From what we can see in Cameron Highlands, huge-scale and uncontrolled illegal farming have caused destructive landslides. We also witnessed the catastrophic consequences of the extreme weather patterns due to climate change in Penang on Nov 4, 2017.
It is unexpectedly shocking that the most intense and most serious landslides had occurred in the forests reserves around Penang Hill where there are no development projects.
This has raised the alarm for all the relevant authorities which must then ensure the safety of the land slopes and residents in the developed areas. Active monitoring and enforcement by relevant departments using the latest technology is therefore crucial.
Finally, the RM10 million state allocations also include climate change study.
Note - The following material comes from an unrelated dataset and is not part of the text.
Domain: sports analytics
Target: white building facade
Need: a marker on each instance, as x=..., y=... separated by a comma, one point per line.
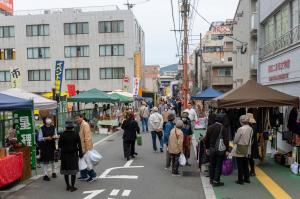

Forests are deeply connected to climate change. A great deal of research has shown that deforestation causes increase of temperature, reduced rainfall, intensified droughts, and forest fire.
Trees also absorb carbon dioxide – the gas that we released through vehicles, factory combustion, and indirectly through the use of electricity. Maintaining our forests can, therefore, slow down global warming and stabilise climate change.
Protection of Penang’s forests is the restless effort of its people. In addition to scientists who use facts and data to show us the beauty and importance of nature, we have citizens who protect the environment restlessly.
Safeguarding our forests is possible even if we are still developing. For example, China is replanting new forests as large as Ireland within this year to increase its forest coverage.
Although we still need to do a lot more for our forests, the state is nevertheless heading towards a green state with great momentum and great government commitments.
CHOW MEI MEI is a researcher for the Penang Green Council.
The views expressed here are those of the author/contributor and do not necessarily represent the views of Malaysiakini.